I worry deeply about their future. It’s a pretty safe bet that more things will go wrong. When does something not go wrong when you own a home and are raising three teenagers?
And when it does, they’ll be right back in oh-shit-now-what mode.
No more bailouts
In that “payday lender” post, I wrote that I could no longer loan money. But I also admitted that I wasn’t really sure what I’d do if she called again, frantic for cash.
Now I’m sure.
Let me be clear: I’m not suggesting you abandon people who through no fault of their own have wound up holding the gooey end of the lollipop. For example, every other week I send $50 to my 88-year-old aunt. She uses the money for medical co-pays.

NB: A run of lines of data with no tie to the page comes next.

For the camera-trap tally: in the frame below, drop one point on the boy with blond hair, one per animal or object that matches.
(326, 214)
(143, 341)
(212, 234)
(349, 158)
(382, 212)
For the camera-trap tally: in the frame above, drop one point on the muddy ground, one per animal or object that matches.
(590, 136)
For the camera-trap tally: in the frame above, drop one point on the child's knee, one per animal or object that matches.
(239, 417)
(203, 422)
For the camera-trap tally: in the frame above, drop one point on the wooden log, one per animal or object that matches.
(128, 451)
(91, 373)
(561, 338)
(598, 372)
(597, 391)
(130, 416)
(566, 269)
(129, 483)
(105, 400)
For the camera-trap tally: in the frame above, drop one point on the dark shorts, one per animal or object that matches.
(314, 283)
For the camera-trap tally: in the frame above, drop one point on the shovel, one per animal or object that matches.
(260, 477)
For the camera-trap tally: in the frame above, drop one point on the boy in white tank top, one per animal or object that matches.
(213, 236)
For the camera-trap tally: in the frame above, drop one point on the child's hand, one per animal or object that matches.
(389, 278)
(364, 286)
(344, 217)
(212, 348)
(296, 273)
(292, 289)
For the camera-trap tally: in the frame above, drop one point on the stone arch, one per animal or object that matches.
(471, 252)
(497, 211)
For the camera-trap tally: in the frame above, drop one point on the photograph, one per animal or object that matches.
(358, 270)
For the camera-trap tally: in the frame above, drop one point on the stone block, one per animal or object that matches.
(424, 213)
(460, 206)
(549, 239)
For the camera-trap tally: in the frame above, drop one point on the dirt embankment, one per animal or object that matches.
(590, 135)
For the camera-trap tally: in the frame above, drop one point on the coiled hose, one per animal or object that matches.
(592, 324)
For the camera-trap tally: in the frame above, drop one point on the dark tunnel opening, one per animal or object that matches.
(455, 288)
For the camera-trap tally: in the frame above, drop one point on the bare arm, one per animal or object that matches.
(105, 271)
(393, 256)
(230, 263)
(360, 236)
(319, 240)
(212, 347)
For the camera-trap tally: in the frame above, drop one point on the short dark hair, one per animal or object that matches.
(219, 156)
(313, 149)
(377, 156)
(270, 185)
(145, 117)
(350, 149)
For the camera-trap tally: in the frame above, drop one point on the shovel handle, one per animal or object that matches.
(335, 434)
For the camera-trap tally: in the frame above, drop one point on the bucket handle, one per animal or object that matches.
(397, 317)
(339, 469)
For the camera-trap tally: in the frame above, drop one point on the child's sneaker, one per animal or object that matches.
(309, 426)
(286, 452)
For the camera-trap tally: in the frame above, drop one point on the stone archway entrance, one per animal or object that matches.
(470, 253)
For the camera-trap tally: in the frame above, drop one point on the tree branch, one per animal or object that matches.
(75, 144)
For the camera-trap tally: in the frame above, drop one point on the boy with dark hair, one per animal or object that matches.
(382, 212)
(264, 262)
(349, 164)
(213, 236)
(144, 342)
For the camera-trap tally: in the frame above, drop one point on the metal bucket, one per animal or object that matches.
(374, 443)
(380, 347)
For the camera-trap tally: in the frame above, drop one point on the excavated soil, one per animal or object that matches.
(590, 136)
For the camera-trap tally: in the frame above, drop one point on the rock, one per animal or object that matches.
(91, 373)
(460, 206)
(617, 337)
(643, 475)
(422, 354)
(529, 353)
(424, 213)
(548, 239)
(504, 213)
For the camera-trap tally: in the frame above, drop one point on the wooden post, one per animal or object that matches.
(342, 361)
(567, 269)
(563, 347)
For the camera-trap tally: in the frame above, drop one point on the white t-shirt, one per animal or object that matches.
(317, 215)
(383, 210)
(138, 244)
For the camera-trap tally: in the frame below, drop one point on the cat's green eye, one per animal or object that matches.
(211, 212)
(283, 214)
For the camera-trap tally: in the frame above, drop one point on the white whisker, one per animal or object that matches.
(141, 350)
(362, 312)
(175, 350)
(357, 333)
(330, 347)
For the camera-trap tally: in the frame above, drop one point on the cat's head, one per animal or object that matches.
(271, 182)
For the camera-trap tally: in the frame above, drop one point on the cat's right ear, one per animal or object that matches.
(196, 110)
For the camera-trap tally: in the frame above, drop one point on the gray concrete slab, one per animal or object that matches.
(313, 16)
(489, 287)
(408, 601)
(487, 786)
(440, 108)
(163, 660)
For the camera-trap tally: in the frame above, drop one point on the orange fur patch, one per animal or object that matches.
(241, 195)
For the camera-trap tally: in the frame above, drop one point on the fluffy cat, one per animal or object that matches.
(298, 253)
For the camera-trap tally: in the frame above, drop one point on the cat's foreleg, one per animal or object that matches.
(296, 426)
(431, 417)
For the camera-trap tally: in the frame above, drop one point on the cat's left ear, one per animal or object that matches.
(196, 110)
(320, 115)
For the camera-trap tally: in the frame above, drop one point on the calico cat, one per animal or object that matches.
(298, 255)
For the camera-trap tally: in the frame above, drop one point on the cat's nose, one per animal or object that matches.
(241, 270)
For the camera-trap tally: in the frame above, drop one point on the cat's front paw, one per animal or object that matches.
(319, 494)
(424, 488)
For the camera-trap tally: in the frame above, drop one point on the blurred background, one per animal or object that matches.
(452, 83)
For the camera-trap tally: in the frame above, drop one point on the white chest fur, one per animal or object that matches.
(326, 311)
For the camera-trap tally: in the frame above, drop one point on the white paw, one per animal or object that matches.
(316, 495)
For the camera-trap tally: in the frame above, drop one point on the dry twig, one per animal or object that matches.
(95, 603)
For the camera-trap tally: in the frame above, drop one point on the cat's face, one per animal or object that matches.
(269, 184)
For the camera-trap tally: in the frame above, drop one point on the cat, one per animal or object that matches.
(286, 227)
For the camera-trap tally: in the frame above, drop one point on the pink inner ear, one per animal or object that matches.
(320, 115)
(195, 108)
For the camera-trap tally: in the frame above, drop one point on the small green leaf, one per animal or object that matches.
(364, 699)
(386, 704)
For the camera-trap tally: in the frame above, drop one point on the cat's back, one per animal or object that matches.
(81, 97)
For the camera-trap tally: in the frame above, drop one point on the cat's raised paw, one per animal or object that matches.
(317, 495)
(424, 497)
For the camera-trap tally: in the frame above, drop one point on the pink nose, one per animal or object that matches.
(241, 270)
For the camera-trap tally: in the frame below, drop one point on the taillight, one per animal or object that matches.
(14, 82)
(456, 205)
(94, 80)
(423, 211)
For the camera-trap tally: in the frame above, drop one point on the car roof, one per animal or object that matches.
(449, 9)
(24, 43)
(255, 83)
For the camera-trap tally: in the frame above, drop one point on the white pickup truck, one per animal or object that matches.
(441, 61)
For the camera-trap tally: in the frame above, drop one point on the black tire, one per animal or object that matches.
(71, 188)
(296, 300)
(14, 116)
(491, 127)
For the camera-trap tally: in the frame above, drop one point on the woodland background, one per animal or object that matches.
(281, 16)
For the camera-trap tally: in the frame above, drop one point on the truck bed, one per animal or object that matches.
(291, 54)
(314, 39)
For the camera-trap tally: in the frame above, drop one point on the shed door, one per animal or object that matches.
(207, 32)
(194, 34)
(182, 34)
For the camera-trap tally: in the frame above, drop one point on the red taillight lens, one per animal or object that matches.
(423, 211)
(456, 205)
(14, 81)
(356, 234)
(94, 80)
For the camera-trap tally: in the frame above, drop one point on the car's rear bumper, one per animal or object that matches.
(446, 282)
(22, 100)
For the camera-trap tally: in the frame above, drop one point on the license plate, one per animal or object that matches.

That biweekly payment is a line item in my budget. What isn’t in my budget any longer is bailouts. I’m a freelance writer who funds her own retirement and insurance and makes regular charitable donations. And at nearly 54 years of age, I have finally given myself permission to enjoy some of the fruits of my labors (frugally, of course).
It’s important to care about your fellow man. But not if you’re enabling rather than helping.
I’m not the loan arranger
If my friends ask for help again, bailing them out won’t really help them. It would just allow them to postpone, yet again, the very hard and very necessary work of changing the way they spend.
I’m done. Maybe you should be, too. The next time you write a bail-out check, swearing it will be the absolute last loan? Make it stick. Frame it any way you like, but tell your sister/son/frat buddy that you can no longer afford to do this.
Maybe it’s that your own financial stability is at risk. Maybe it’s that you’ve given and given and nothing has changed. Maybe you want to use your money on something for yourself once in a while.
Whatever the reason, state gently but firmly that your career as loan officer is over.
You could find some other way to help, such as:
- Offering to loan your personal-finance books
- Helping to create a workable budget
- Pointing out sites where people can learn smarter spending habits, such as Get Rich Slowly (duh) or MSN Money’s Smart Spending blog
- If need is imminent — not much food in the house, kids need glasses — direct them to my previous GRS piece, “Unemployed? Underemployed? Here’s how to get help.”
If a relative or friend is a financial train wreck, you owe it to yourself to get off at the next station. It will be one of the hardest things you ever do — and probably one of the most necessary. For your sake, and for the other person’s, close the bank and keep it closed.
Readers: Have you had to cut off a family member or friend who needed rescuing but wouldn’t do much to help himself? Was it tough? Did you offer any non-monetary help, and did the person ever wise up?